2 large russet potatoes (about 10 ounces each)

1 cup drained Napa cabbage kimchi

4 medium scallions

1 large egg

1/4 cup potato starch

1 teaspoon kosher salt

1/4 teaspoon freshly ground black pepper

1/4 cup canola oil, plus more as needed

Applesauce and sour cream, for serving (optional)


Directions

Peel 2 large russet potatoes. Cut into pieces that will fit through the feed tube of a food processor. Shred through the shredding dish of a food processor (about 4 cups). (Alternatively, grate on the large holes of a box grater.)

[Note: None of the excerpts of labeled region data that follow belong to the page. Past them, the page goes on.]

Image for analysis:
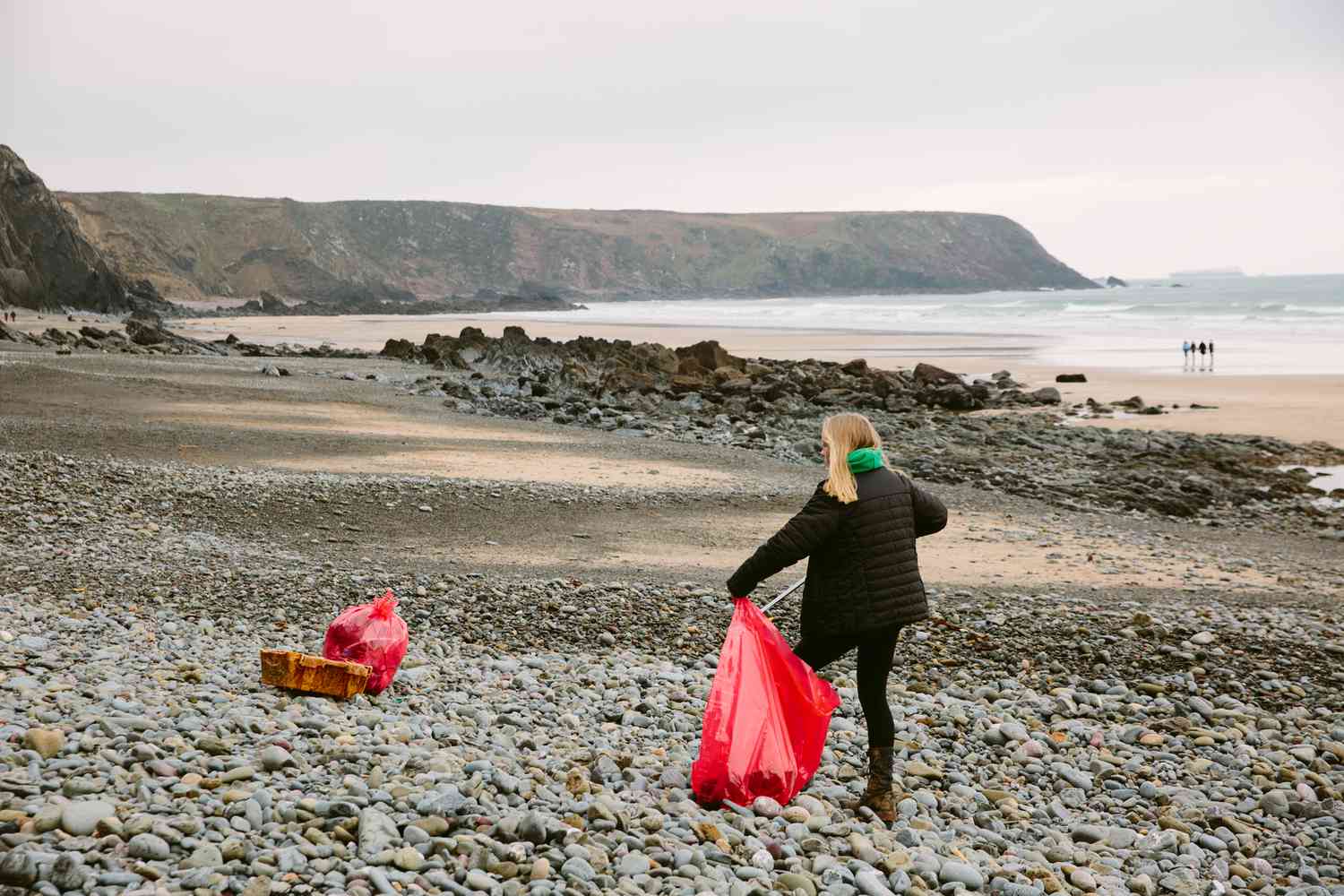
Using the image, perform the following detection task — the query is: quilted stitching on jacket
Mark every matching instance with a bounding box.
[728,468,948,635]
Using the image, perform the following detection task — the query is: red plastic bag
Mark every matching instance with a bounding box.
[323,589,410,694]
[691,599,840,806]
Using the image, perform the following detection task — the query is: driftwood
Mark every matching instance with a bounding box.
[261,650,373,697]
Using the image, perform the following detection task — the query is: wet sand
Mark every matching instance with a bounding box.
[0,350,1328,591]
[162,314,1344,446]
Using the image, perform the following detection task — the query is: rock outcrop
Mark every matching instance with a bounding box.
[59,194,1097,304]
[0,145,163,314]
[382,326,1059,422]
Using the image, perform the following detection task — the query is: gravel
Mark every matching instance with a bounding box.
[0,443,1344,896]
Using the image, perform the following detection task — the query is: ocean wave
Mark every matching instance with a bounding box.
[1062,302,1139,314]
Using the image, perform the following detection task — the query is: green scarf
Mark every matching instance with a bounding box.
[844,449,886,474]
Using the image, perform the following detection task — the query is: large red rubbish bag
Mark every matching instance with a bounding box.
[323,589,410,694]
[691,598,840,806]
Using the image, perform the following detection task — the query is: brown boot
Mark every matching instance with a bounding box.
[859,747,897,825]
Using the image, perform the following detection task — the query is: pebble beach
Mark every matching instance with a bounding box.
[0,334,1344,896]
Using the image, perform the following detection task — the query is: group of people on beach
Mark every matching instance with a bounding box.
[728,414,948,823]
[1180,340,1214,366]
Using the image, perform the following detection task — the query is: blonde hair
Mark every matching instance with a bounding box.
[822,414,886,504]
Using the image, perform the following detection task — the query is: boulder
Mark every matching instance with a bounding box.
[676,339,747,374]
[126,314,171,345]
[1031,385,1062,404]
[258,290,289,314]
[919,386,978,411]
[914,361,962,385]
[379,339,417,361]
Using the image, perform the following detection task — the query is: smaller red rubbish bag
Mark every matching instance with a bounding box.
[323,589,410,694]
[691,599,840,806]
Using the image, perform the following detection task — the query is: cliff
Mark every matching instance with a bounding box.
[58,194,1096,301]
[0,145,161,313]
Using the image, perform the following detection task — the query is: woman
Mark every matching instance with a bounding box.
[728,414,948,823]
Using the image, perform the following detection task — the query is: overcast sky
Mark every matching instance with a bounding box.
[0,0,1344,277]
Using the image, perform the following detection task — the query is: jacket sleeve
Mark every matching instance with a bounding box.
[728,485,840,598]
[910,482,948,538]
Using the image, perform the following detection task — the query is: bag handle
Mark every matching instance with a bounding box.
[368,589,397,619]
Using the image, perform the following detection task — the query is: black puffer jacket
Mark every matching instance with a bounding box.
[728,466,948,637]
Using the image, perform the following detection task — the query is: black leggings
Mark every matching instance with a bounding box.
[793,626,900,747]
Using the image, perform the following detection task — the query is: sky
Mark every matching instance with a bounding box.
[0,0,1344,277]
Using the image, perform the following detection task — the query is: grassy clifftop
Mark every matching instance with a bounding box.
[58,194,1093,298]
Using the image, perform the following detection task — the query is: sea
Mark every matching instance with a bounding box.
[487,274,1344,375]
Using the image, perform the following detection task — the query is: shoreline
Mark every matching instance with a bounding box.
[172,314,1344,447]
[2,313,1344,447]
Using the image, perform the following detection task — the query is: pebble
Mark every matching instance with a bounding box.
[0,445,1344,896]
[61,799,117,837]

Transfer to a double layer of cheesecloth or clean kitchen towel. Gather up the sides to form a bundle. Working over a sink and using your hands, squeeze out as much liquid as possible. Set aside still in the bundle while you prepare the remaining ingredients.

Thinly slice 1 cup drained Napa cabbage kimchi into matchsticks of a similar size to the shredded potatoes. Cut 4 medium scallions crosswise into 2-inch pieces, then thinly slice lengthwise; place in a large bowl.

Squeeze the potato bundle once more to remove as much liquid as possible. Transfer the potatoes to the bowl of scallions. Place the kimchi in the same cheesecloth or kitchen towel and squeeze the excess liquid out of the kimchi.

Add the kimchi, 1 large egg, 1/4 cup potato starch, 1 teaspoon kosher salt, and 1/4 teaspoon black pepper to the bowl. Mix with your hands until combined.

Heat 1/4 cup canola oil in a large nonstick or cast iron skillet over medium heat until shimmering. Drop 4 (1/4-cup) scoops of the potato mixture into the pan, spacing them evenly apart. Pat each one into a rough 3-inch round. Fry until well-browned on the bottom, 3 to 5 minutes. Flip the latkes and fry until crisp and well-browned on the second side, 3 to 5 minutes more.

Transfer to a platter, or keep warm on a baking sheet in a 200ºF oven. Fry the remaining potato mixture, adding more oil to the pan as needed between batches. Serve with applesauce and sour cream if desired.